When you, Autumn, come, you show me
he contiguity of flame and ice.
In a vertigo of red and chants from vineyards,
you harvest grapes and leave
nakedness that tastes of salt. I start
forgetting the flavor of sun in my body.

And you, Winter, make me lose myself
in the opium of your shapeless monotony.
In the white abyss that is a poem to burials,
tenacious cobwebs entrap solitary boats
full of rotten fish. I raise my hands
to wave goodbye, but they’re a frozen sculpture.

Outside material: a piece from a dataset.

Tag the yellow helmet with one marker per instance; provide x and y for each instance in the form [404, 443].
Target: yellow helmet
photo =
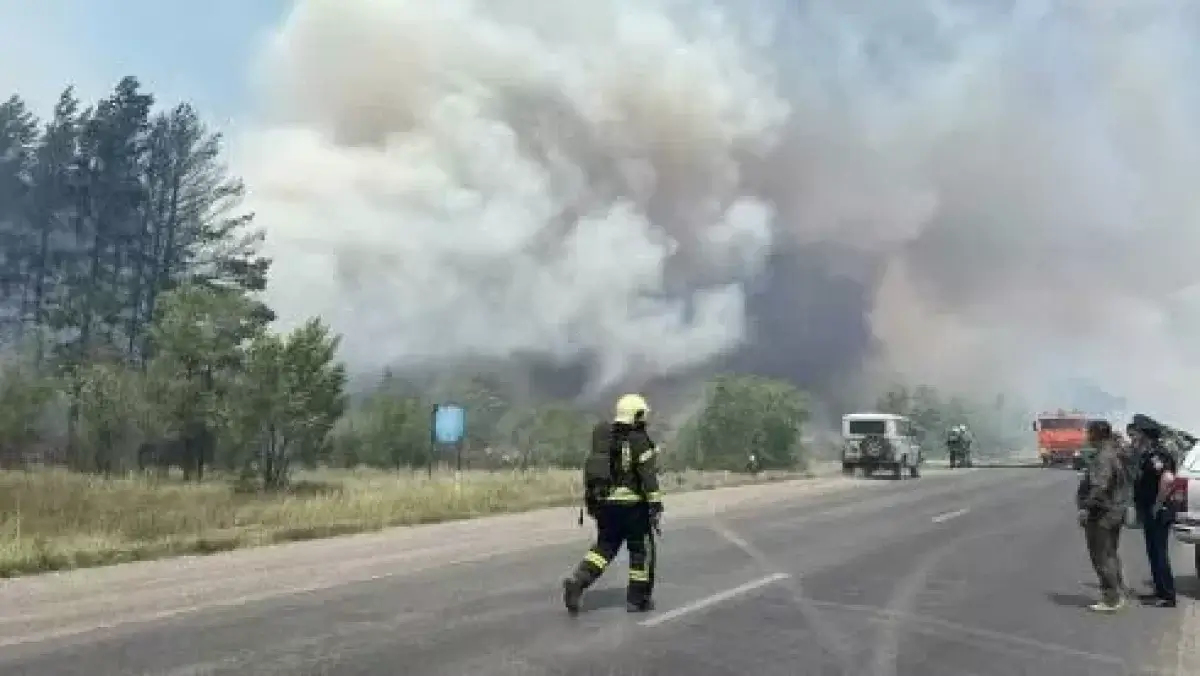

Paula Grenside’s questions:

1: Is this line: “in your glass menagerie of birds twittering” a bit too precious? I liked
the image I associate with it, but maybe it is not that clear for readers.
2: Is the tone suitable for the topic?
3: Is the sensory imagery effective?

Thank You,

Paula Grenside

Reply directly to the poet: arrigo.boer (at) fastwebnet (dot) it


  1. Fendall  •  Oct 2, 2010 @4:32 pm

    Hi, Paula. I enjoyed the imagery you’ve employed. I think the line w/ “glass menagerie…” is good b/c it is delicate and fits w/ the 1st stanza. The tone is suitable. The imagery is effective for the most part. I feel that in some places the poem is wordy, possible b/c of structure, the order of lines and line breaks. If you want, you can try cutting out some words and playing w/ breaks. The first stanza in particular could use some clarification. I like the relationship between the speaker and the subjects. I like the visceral quality of the relationship via the imagery. What would happen if you omitted the names of the seasons alltogether? What if the reader had to infer what season is being adressed? Thanks.

  2. Alex in Denver  •  Nov 26, 2012 @6:56 pm

    I agree with Fendall. The ‘glass menagerie’ is a create use of imagery. In fact, the use of imagery is seen elsewhere to, including in the line I enjoyed: ‘Then ragged clouds come from the ocean’.